High glucose consumption is a common feature of several types of tumor cells. Therefore, so far, in vivo positron emission tomography (PET) imaging with the glucose analog 18F-fluorodeoxyglucose (18F-FDG) has been used to detect various tumors. However, it has not been used for brain tumors because of high background. As discussed above, glutamine dependency is also a common feature of tumors but not for normal cells.

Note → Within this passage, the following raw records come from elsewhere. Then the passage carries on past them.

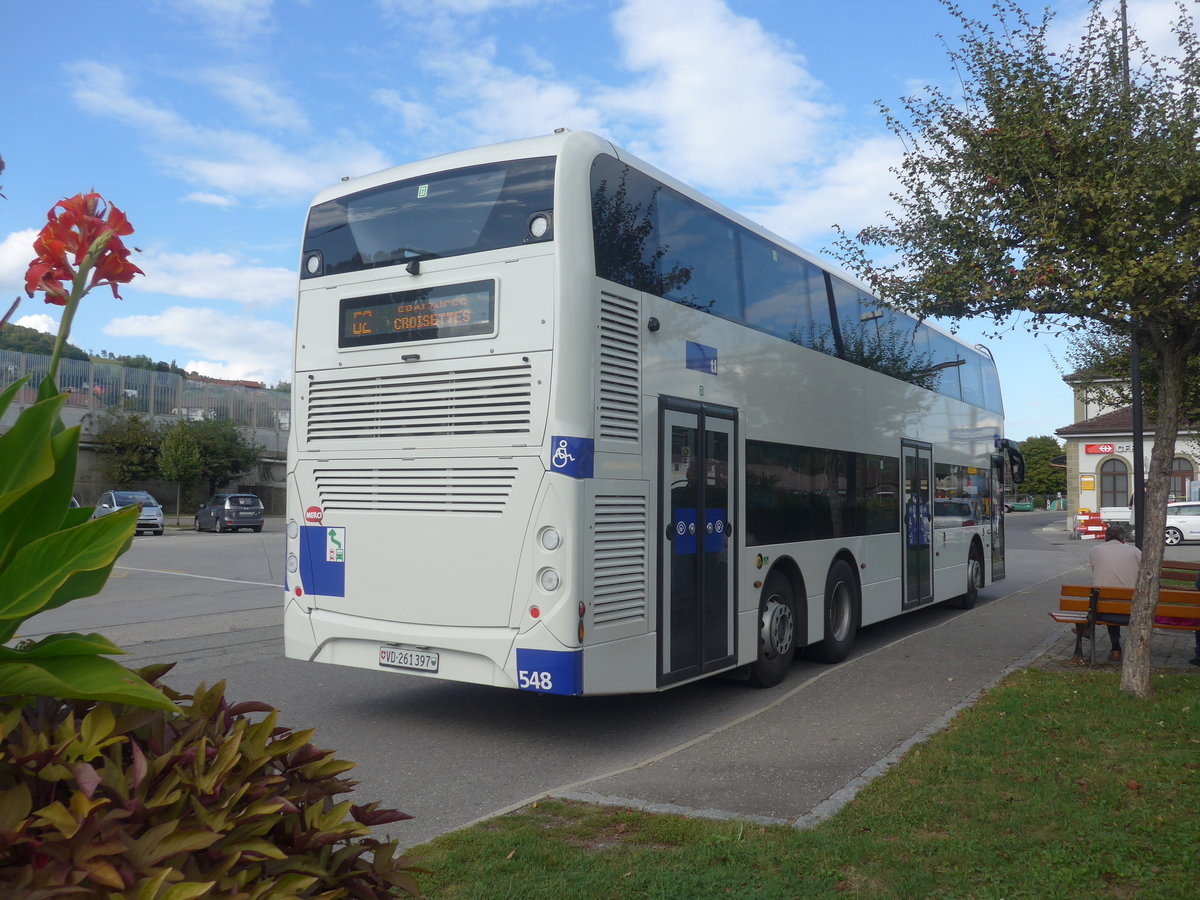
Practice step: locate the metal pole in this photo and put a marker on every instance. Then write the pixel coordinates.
(1139, 453)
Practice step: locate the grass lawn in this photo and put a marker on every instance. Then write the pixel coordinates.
(1055, 785)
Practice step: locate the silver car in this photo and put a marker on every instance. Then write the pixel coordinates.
(1182, 523)
(149, 519)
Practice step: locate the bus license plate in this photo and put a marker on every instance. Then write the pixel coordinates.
(403, 658)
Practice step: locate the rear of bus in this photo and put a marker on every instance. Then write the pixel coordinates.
(442, 419)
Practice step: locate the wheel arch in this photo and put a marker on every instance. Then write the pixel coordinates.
(787, 568)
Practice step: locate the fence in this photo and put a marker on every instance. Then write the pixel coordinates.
(161, 395)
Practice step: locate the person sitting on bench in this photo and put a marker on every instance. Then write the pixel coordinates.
(1115, 565)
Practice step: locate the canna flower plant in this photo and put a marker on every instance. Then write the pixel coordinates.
(49, 552)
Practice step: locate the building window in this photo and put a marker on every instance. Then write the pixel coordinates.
(1181, 474)
(1114, 484)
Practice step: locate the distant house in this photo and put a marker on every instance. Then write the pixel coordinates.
(1099, 451)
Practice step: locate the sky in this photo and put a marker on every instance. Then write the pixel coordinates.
(213, 123)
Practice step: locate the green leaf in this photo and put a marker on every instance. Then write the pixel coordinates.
(9, 393)
(25, 456)
(72, 645)
(79, 678)
(42, 568)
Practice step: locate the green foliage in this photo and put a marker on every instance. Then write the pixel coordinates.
(139, 360)
(202, 802)
(51, 555)
(127, 445)
(1041, 475)
(30, 340)
(1054, 785)
(225, 451)
(1065, 186)
(1102, 364)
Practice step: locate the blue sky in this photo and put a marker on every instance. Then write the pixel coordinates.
(213, 123)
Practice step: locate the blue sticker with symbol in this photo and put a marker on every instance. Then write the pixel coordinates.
(571, 456)
(702, 358)
(323, 559)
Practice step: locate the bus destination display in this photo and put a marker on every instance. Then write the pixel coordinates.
(425, 315)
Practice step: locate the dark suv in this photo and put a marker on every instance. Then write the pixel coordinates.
(229, 513)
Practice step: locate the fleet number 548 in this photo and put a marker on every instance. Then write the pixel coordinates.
(534, 681)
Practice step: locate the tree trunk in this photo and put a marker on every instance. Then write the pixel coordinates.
(1135, 666)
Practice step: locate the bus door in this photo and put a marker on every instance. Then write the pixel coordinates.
(997, 517)
(918, 557)
(696, 553)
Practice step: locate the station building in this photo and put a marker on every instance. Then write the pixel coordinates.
(1099, 451)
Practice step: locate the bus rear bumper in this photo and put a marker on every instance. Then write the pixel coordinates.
(463, 654)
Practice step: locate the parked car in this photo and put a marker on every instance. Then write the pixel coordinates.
(231, 511)
(1182, 523)
(149, 519)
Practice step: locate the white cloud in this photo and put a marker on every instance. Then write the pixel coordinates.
(231, 346)
(229, 22)
(210, 199)
(723, 100)
(39, 321)
(16, 253)
(258, 101)
(853, 192)
(222, 161)
(208, 275)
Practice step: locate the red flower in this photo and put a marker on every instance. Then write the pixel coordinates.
(81, 232)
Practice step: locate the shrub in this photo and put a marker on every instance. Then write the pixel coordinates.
(216, 799)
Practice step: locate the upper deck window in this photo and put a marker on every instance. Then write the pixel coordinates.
(444, 214)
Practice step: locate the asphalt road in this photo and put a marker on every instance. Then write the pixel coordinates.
(450, 754)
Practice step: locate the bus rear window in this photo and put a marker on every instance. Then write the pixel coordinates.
(442, 215)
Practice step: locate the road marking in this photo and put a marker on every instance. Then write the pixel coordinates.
(205, 577)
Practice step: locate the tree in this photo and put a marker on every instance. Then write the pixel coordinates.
(179, 460)
(30, 340)
(1042, 477)
(1065, 185)
(127, 445)
(225, 453)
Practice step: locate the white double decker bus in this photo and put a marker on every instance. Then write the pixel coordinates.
(562, 424)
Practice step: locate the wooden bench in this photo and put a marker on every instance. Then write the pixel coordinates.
(1086, 605)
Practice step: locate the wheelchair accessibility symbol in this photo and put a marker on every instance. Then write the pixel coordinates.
(571, 456)
(562, 457)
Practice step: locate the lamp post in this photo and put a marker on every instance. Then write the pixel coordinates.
(1139, 451)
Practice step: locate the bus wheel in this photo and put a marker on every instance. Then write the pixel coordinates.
(975, 580)
(843, 615)
(777, 633)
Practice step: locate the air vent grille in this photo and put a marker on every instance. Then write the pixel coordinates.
(619, 389)
(442, 403)
(619, 563)
(462, 489)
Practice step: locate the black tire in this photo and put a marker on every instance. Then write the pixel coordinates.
(843, 613)
(777, 633)
(975, 581)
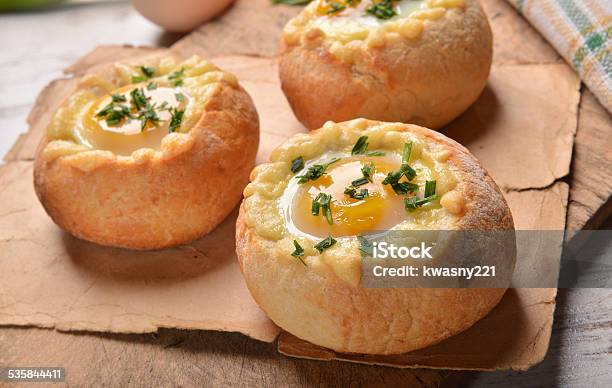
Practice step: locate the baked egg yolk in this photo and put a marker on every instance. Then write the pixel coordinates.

Venneti et al. [174], successfully detected gliomas by in vivo PET imaging using the glutamine analog 4-18F-(2S,4R)-fluoroglutamine with low background.

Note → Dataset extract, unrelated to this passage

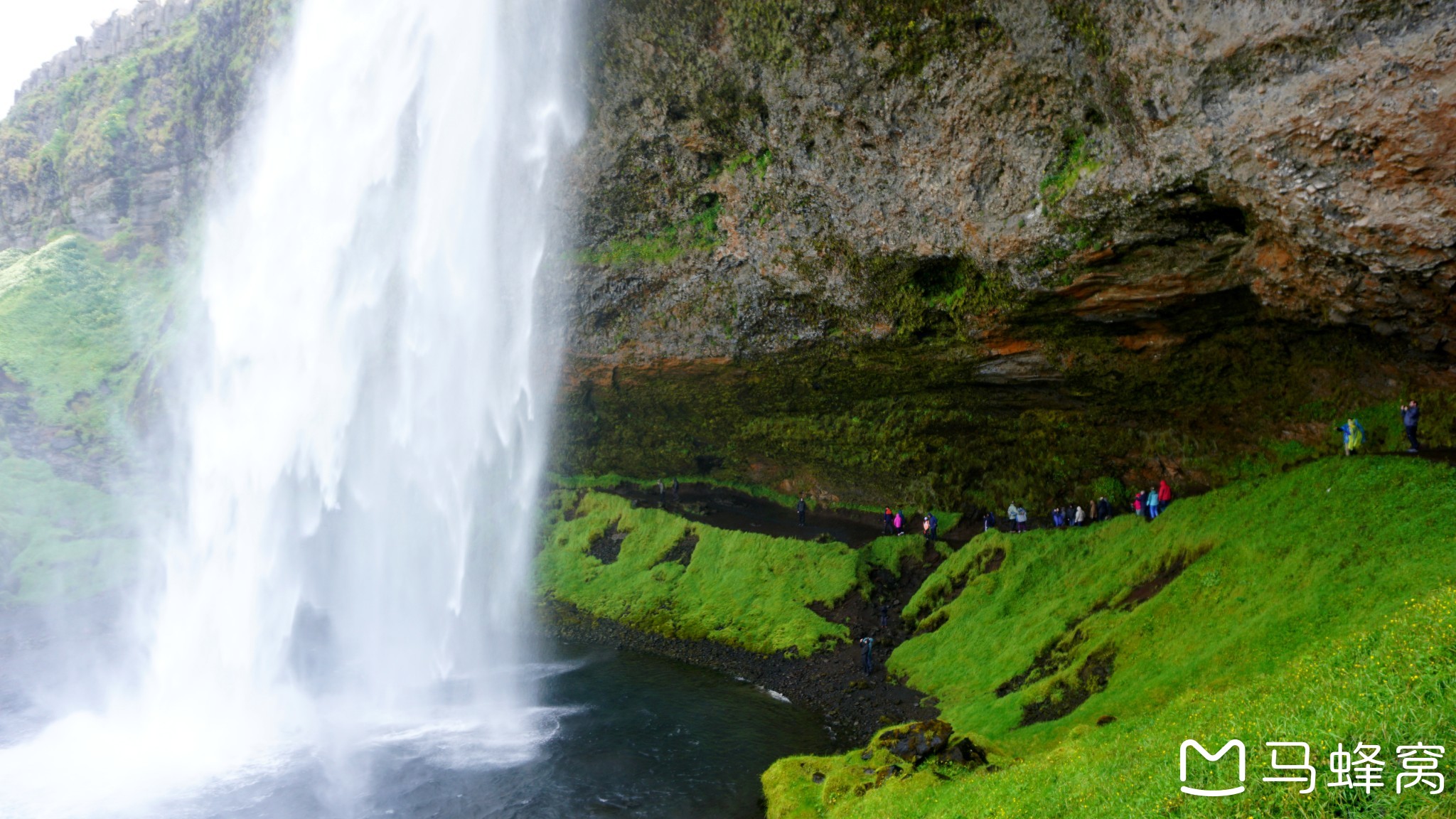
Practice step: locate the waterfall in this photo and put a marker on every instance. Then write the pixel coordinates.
(361, 419)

Small numbers of biologically different tumor cells with stem-like properties, such as self-renewal and tumor-initiating ability, have been detected in various tumors including head and neck cancers [175], [176], [177], [178], [179], [180]. These cells, called cancer stem cells (CSCs), are less proliferative than other cancer cells and are insensitive to chemotherapy and radiotherapy. CSCs play important roles in both local recurrence and distant metastasis. CD44 variant 9 (CD44v) is a nearly universal CSC marker in various tumor types [181]. CD44v stabilizes the cysteine transporter xCT (see Fig. 6), whereas sulfasalazine inhibits xCT activity, resulting in tumor suppression by decreasing glutathione formation and increasing oxidative stress [182], [183], [184]. The anticancer activity of sulfasalazine is likely due to its targeting of CSCs, especially preventing local recurrence and metastasis. Clinical trials of sulfasalazine have yielded successful results in patients with gastric cancer, ulcerative colitis-related cancers and urogenital cancer [182], [183], [185]. Despite difficulties in developing a new drug targeting CSCs, the combination of sulfasalazine with conventional chemotherapy agents has been reported to selectively inhibit CSCs [186]. Although targeting CSCs may prevent local recurrence and distant metastasis, non-CSCs may acquire the properties of CSCs epigenetically, thereby complicating treatment [186]. Controlling the mechanisms underlying reprogramming should be determined to prevent non-CSCs from the de novo acquisition of CSC properties, with efforts concentrated on epigenetic regulatory networks for the development and/or stabilization of cancer stemness. Further studies are expected to develop new and selective CSC-targeting agents with high efficacy.

Conflict of interest

The authors declare no conflict of interest.